From October 31st to November 12th, thousands of world leaders, young people, women, indigenous people, business leaders and scientists from around the world convened in Glasgow for the 26th United Nations Climate Change conference to discuss the future of our planet.
Following two weeks of intense negotiations, the Glasgow Climate Pact has been signed by over 200 nations. This Pact urges “Parties and stakeholders to ensure meaningful youth participation and representation in multilateral, national and local decision-making processes”. It also acknowledged the obvious: “the current provision of climate finance for adaptation remains insufficient to respond to worsening climate change impacts in developing country Parties”.
The Youth for Water and Climate Platform was showcased as a good practice in the field of youth, water & finance during two sessions co-organized by the International Secretariat for Water, the Global Water Partnership, Ooska News, GWP-CEE and the World Federation of Engineering Organisations at the Water Pavilion and the Resilience Hub during COP26.
These sessions highlighted the fact that we need innovative financing mechanisms adapted to the situation of young leaders from communities around the world to allow them to gain access to finance.
As mentioned by Sarah Dousse, Executive Director of the International Secretariat for Water, during the session held in the Resilience Hub, “youth face a technical and financial and technical gap to successfully implement their solutions as they are often marginalized and excluded from funding opportunities”.

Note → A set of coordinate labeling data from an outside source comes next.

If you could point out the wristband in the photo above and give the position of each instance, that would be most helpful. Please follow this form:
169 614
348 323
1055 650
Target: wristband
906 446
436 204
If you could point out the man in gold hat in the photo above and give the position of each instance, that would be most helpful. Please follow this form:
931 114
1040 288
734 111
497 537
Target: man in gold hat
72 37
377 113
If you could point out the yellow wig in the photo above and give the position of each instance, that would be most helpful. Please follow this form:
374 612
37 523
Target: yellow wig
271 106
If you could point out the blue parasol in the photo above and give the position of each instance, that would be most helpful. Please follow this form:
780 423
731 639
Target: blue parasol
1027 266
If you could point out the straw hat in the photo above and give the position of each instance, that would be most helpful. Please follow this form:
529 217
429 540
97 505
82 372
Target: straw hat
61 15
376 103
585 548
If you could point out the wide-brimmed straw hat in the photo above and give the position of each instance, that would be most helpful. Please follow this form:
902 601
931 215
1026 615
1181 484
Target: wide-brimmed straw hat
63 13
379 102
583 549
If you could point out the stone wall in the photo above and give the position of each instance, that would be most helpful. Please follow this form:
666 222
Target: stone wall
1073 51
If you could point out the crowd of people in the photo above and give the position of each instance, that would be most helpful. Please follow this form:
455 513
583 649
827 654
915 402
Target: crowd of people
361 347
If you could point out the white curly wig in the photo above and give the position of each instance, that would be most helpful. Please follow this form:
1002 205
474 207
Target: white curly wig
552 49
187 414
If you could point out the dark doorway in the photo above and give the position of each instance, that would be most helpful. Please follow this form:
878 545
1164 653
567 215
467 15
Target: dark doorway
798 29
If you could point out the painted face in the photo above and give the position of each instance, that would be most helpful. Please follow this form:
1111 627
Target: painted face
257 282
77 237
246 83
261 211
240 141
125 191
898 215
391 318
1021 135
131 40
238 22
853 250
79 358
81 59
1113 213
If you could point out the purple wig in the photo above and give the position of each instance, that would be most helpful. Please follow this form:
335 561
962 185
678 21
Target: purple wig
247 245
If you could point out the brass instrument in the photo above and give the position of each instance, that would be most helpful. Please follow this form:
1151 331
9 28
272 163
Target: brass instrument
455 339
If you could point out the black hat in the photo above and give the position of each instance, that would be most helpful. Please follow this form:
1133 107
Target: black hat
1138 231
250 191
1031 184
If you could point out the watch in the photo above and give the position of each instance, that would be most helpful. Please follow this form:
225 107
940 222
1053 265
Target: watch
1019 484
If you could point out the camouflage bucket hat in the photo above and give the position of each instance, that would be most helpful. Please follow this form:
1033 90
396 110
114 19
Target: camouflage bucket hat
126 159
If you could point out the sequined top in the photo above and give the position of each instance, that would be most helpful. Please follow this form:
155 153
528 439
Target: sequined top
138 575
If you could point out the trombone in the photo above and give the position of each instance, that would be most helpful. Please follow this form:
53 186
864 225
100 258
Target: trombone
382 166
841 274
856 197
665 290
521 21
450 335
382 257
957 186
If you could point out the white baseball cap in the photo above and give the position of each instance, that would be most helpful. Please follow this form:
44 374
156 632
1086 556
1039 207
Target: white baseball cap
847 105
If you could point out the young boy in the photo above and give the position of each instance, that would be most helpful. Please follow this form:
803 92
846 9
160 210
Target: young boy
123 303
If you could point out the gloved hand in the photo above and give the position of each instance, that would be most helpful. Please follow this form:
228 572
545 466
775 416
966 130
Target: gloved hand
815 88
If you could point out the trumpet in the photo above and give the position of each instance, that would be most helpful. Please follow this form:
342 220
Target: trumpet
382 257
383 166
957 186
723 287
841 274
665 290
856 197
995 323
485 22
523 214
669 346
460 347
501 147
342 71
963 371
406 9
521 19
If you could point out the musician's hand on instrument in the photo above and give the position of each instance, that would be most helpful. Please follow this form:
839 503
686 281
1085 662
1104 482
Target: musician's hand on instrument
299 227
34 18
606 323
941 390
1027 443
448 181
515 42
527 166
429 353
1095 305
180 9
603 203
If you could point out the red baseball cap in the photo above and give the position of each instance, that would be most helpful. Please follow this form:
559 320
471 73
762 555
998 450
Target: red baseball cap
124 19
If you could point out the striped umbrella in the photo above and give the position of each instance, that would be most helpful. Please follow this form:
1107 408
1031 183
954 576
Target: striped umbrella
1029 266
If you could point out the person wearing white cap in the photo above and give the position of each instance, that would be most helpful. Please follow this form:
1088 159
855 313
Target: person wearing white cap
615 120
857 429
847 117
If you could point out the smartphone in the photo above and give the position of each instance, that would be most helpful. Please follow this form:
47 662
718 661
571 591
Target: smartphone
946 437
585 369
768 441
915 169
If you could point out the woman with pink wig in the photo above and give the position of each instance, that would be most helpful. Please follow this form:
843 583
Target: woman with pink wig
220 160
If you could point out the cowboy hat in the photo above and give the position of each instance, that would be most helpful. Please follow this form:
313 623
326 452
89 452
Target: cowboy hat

In fact, many of the larger multilateral funds are not adapted to the needs and specific situations of young people. Caroline Fouvet, Climate Finance Analyst at Willis Towers Watson, mentioned that “there’s a big disconnect between the international climate landscape and the people on the ground who want to receive the money and implement projects. There is a disconnect between the small-scale ideas and the large-scale ideas which the GCF wants to fund.”
When asked what can be done to fill this gap, Fouvet states that “it goes both ways, there’s capacity-building that is needed for young people and for organisations. Platforms such as the Youth for Water and Climate Platform is a good step.”
Several projects funded by the Youth for Water and Climate platform such as the Kyensu Project, Keep Nati Clean and the Mother Earth Project were presented during these sessions, showcasing the true impact which young people can have in their own communities when given the financial and technical support needed.
“We like to consider young people as observers. We are not just observers. We can bring something to the table. We, young people in Africa need to be mentored. We need to be supported and accompanied.”, says Michèle Nken, Regional Youth Program Coordinator at Global Water Partnership – Central Africa.
By continuing to expand and develop partnerships and collaborations with the public and private sector, the International Secretariat for Water and the Global Water Partnership look forward to using the Youth for Water and Climate Platform to mobilize additional funding and technical support for young leaders in the field of water and climate.
“Without the youth there is no way to address the climate challenge. We need to build these legions of people that will come up behind us and change the world into a climate aligned positive world. I pledge that I will continue to spread that message amongst my peers.”, says Stacy Swann, CEO Climate Finance Advisors.
Reflecting on the outcomes of COP26, Elysa Vaillancourt, Youth Project Manager at the International Secretariat for Water, feels that a step in the right direction has been taken regarding the inclusion of the voices of youth in the decision-making processes regarding climate as well as in the recognition of the importance of mobilizing adaptation finance for the most vulnerable and marginalized communities.
The presence of the first-ever Water Pavilion during COP26 also shed light on the fact that water is not only the primary medium through which we are already feeling the effects of climate change, it is also the key element which will allow us to build climate resilience.